PHOENIX -- Though he was playing in only his 15th career game -- and catching Yu Darvish for the first time -- Chicago Cubs catcher Taylor Davis knows a good thing when he sees it. After getting the best view of some of Darvish's best stuff Saturday night, Davis was ready to deliver a hopeful message for Cubs fans.

"That was the Yu the league has seen," Davis said after the Cubs' 9-1 win over the Arizona Diamondbacks. "Hopefully, that's the Yu the league sees for the rest of his career."

Unfortunately, the league has mostly seen the Darvish of the first two innings Saturday when he walked three -- including the opposing pitcher -- hit a batter and gave up a double. But an unusual thing happened on the way to another meltdown. It didn't. He got the final two outs in the first inning, leaving the bases loaded, then stranded two more in the second, without a single Diamondback crossing the plate. It's exactly the type of growth and fortitude the Cubs have been looking for since signing him to a six-year, $126 million before last season.

"We needed him to do the escape thing," manager Joe Maddon said.
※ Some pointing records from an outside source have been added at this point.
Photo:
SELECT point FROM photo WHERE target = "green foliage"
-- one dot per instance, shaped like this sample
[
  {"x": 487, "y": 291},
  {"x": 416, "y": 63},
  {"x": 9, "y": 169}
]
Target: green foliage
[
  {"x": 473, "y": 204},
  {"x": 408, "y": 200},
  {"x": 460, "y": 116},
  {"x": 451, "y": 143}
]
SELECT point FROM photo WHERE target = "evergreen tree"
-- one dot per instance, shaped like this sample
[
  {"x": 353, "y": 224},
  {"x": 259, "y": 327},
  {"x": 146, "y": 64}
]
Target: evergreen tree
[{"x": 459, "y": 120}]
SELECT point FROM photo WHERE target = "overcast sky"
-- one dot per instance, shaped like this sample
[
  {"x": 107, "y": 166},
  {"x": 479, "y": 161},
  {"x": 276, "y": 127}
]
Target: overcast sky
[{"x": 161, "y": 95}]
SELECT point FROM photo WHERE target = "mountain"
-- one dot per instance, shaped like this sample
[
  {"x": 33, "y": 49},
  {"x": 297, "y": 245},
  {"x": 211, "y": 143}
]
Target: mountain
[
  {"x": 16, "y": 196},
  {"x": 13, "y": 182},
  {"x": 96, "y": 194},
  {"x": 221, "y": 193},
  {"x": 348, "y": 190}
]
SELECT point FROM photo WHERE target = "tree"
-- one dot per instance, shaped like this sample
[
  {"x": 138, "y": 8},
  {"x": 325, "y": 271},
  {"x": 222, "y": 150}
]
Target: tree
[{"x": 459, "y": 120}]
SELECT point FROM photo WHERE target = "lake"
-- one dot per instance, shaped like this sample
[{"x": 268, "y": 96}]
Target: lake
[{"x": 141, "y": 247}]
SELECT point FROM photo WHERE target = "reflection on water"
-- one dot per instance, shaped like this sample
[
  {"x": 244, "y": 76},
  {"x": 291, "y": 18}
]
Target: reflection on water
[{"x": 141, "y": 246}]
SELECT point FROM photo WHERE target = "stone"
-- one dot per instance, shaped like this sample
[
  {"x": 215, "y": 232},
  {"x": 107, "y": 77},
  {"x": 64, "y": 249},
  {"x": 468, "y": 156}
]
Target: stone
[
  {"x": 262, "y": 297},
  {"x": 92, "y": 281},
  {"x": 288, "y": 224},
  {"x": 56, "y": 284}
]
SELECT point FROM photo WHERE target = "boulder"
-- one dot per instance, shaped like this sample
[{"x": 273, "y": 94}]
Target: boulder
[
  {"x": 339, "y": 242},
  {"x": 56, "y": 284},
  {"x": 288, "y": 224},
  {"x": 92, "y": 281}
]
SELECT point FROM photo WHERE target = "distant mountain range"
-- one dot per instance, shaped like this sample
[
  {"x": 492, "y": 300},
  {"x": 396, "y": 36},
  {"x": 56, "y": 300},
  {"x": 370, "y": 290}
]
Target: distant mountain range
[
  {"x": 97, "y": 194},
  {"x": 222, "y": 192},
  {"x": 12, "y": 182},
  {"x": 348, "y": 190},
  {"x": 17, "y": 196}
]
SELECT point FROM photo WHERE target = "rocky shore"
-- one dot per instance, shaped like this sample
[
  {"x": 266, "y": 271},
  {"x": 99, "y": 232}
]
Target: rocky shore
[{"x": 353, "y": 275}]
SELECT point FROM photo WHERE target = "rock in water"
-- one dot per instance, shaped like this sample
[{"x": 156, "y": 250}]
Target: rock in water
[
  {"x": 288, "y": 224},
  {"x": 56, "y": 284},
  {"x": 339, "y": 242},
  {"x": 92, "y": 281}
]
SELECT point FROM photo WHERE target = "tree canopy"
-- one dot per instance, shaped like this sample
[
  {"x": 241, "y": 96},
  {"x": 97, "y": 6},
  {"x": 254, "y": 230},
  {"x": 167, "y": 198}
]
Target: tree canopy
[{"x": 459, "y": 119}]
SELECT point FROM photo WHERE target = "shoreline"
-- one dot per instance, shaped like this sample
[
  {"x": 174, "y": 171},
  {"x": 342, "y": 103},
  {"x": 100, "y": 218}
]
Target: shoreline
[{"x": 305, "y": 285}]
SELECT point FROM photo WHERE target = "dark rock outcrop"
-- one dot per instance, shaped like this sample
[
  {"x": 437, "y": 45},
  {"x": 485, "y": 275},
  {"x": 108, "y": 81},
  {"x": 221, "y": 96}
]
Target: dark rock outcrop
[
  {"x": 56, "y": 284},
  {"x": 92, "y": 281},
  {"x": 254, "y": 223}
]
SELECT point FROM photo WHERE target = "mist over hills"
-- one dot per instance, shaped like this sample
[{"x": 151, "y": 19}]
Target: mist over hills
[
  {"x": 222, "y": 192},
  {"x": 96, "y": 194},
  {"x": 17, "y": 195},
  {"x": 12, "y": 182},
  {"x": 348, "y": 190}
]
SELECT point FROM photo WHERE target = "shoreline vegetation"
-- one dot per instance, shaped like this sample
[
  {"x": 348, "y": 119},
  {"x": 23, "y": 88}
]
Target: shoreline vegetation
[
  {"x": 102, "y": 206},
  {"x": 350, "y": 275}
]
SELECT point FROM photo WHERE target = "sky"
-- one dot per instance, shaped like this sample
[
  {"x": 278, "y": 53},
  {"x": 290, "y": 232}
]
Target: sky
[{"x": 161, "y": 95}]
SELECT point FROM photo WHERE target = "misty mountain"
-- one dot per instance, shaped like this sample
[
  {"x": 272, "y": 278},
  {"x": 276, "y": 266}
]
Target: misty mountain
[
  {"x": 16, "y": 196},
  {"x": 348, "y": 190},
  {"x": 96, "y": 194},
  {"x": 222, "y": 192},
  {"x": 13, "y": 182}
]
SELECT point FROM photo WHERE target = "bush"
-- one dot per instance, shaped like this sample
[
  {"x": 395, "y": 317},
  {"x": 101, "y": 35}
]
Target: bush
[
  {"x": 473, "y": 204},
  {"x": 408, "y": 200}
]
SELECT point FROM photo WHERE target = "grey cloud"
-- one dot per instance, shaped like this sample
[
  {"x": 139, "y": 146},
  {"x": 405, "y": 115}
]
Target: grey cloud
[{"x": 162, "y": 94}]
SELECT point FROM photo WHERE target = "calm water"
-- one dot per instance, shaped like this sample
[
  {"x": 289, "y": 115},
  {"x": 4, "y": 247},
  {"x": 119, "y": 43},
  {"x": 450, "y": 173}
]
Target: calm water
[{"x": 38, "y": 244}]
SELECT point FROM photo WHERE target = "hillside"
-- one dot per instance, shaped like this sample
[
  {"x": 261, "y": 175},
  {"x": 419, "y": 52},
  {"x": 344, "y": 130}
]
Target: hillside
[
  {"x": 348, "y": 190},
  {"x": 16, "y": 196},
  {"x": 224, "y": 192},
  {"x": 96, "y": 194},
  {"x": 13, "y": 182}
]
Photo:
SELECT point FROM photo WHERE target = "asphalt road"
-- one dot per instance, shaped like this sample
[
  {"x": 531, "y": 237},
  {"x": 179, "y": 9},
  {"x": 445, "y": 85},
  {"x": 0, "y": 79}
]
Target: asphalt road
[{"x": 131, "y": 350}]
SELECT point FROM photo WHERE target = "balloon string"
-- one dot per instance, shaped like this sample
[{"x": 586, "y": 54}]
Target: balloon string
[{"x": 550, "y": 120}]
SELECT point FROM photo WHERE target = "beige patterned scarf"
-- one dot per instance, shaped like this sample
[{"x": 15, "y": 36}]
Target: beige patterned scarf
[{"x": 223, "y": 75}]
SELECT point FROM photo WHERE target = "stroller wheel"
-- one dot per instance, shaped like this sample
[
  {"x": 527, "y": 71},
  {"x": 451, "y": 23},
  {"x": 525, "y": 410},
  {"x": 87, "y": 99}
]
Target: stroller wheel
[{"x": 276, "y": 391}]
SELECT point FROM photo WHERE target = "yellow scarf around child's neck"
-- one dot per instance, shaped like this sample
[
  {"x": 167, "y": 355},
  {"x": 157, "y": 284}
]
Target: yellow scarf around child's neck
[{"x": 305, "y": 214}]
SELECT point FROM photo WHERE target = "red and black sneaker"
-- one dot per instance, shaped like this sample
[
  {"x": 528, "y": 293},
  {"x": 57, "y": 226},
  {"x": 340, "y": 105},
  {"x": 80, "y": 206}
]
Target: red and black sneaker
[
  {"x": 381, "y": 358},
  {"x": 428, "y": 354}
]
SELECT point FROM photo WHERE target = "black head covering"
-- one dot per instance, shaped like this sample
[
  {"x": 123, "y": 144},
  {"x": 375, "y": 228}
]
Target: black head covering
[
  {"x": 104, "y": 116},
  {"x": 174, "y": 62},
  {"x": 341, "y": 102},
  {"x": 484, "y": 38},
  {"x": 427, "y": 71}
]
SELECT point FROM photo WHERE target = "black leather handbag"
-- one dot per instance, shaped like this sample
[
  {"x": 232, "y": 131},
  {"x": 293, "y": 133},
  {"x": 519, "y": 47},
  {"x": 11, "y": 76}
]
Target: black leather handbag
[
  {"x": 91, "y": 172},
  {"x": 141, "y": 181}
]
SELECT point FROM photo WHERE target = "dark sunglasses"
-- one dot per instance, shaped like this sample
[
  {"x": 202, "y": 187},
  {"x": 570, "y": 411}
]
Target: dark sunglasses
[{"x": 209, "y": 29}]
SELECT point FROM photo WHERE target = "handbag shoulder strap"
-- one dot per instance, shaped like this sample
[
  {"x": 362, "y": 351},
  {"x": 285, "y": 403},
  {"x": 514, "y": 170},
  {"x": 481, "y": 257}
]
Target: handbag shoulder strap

Escape he did, and then once the veteran got past the rough start -- and the Cubs scored a few runs for him -- the Darvish his catcher was referring to showed up.

"I think he's historically a front-runner," Maddon said. "When you give him a lead like that he normally does pretty well. And he did."

In fact, Darvish is 47-11 in his career with a 2.50 ERA when his team scores first. That kind of statistic aligns with his personality, and so when the Cubs scored five runs in the third inning, Darvish was set up for success.

Good slider after good slider led to easier innings while his fastball had the life the Cubs have only seen in flashes. What started as a shaky 56-pitch night after the first two frames, ended up a six-inning, 110-pitch affair. He survived, then thrived.

"The first two were rough but after that I felt pretty good about command and the stuff," Darvish said.

The significance of the outing is simple: It's truly the first one this season that could be deemed a turning point for Darvish as a Cub. By itself, it is not a guarantee for the future, but until now there was always a caveat with his outings. After all, he has compiled a 5.02 ERA in April.

"Not great but not really bad," Darvish said of his month. "Making progress."

His beauty of a split-finger pitch to Eduardo Escobar to end the second looked like progress. So was striking out the side in the third when he ramped up a fastball to 97 mph in getting Christian Walker swinging. Walker struck out three times against Darvish, a big part of Darvish's eight-strikeout effort.

Asked why he thinks he might be turning a corner, Darvish said, "The last four innings. I didn't have that feeling in my last five starts."

It would be easy to say the Cubs have been here before with their enigmatic pitcher, but that wouldn't really be true. Darvish got hurt last season before any kind of a full turnaround could even take place. So here he is, coming off his best performance of the season -- one that tested him early, then saw his stuff dominate. The importance of grinding through a couple of innings and then taking control with his overwhelming stuff can't be overstated.

"After the third [inning], that was one heck of a performance," Davis said.

Maddon added: "He started finding the strike zone. He found his groove, got his confidence."

And the Cubs got a win because of it -- only Darvish's third since he signed with Chicago. In doing so, Darvish made it through six innings for the first time this season. He was asked what's next for him.

"Seven innings," he deadpanned.

That's music to his manager's ears. Maddon has an aging staff and a sometimes shaky bullpen. Getting maximum results out of Darvish feels pretty important to the Cubs' success this season. Maddon not only needs him to pitch deep into his games, he likes him there. If Saturday is any indication, Cubs fans will too.

"When he gets going, you may see some of his better work between 90 and 110 [pitches]," Maddon said. "Moving down the road, when he gets on a roll, I want to stay out of his way."